The Lumbee Problem: The Making of an American Indian PeoplePosted in Anthropology, Books, History, Media Archive, Monographs, Native Americans/First Nation, United States on 2013-08-24 23:09Z by Steven |
The Lumbee Problem: The Making of an American Indian People
University of Nebraska Press
2001 (Originally published in 1980)
298 pages
Illus., maps
Paperback ISBN: 978-0-8032-6197-6
Karen I. Blu, Emeritus Associate Professor of Anthropology
New York University
How does a group of people who have American Indian ancestry but no records of treaties, reservations, Native language, or peculiarly “Indian” customs come to be accepted—socially and legally—as Indians? Originally published in 1980, The Lumbee Problem traces the political and legal history of the Lumbee Indians of Robeson County, North Carolina, arguing that Lumbee political activities have been powerfully affected by the interplay between their own and others’ conceptions of who they are.
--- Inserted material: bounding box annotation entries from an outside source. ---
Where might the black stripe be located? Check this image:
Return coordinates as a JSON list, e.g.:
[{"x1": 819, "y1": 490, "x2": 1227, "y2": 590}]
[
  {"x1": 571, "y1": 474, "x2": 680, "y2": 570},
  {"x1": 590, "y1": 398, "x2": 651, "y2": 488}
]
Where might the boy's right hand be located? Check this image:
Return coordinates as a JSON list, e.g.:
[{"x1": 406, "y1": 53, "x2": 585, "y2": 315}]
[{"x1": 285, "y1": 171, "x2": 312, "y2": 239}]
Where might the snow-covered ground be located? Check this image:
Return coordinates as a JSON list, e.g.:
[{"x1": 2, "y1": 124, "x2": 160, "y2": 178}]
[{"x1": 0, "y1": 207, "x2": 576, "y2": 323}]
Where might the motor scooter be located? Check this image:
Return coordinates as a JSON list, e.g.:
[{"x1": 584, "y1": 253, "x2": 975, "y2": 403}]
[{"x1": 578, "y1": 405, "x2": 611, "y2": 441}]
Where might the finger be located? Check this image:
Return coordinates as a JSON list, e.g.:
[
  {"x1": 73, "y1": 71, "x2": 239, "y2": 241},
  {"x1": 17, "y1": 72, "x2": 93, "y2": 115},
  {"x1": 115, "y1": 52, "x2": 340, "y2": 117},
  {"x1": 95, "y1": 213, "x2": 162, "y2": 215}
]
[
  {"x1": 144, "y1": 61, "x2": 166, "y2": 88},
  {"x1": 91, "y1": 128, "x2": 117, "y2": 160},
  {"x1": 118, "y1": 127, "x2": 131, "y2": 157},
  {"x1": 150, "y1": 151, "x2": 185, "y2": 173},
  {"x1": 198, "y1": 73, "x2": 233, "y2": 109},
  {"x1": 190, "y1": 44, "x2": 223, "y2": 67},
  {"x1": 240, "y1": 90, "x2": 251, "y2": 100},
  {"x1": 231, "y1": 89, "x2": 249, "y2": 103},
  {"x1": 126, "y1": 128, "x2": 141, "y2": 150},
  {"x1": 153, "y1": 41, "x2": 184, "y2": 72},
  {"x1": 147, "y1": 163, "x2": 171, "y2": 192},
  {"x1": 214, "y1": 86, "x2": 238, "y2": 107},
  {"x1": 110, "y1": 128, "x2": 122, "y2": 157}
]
The book offers insights into the workings of racial ideology and practice in both the past and the present South—and particularly into the nature of Indianness as it is widely experienced among non-reservation Southeastern Indians. Race and ethnicity, as concepts and as elements guiding action, are seen to be at the heart of the matter. By exploring these issues and their implications as they are worked out in the United States, Blu brings much-needed clarity to the question of how such concepts are—or should be—applied across real and perceived cultural borders.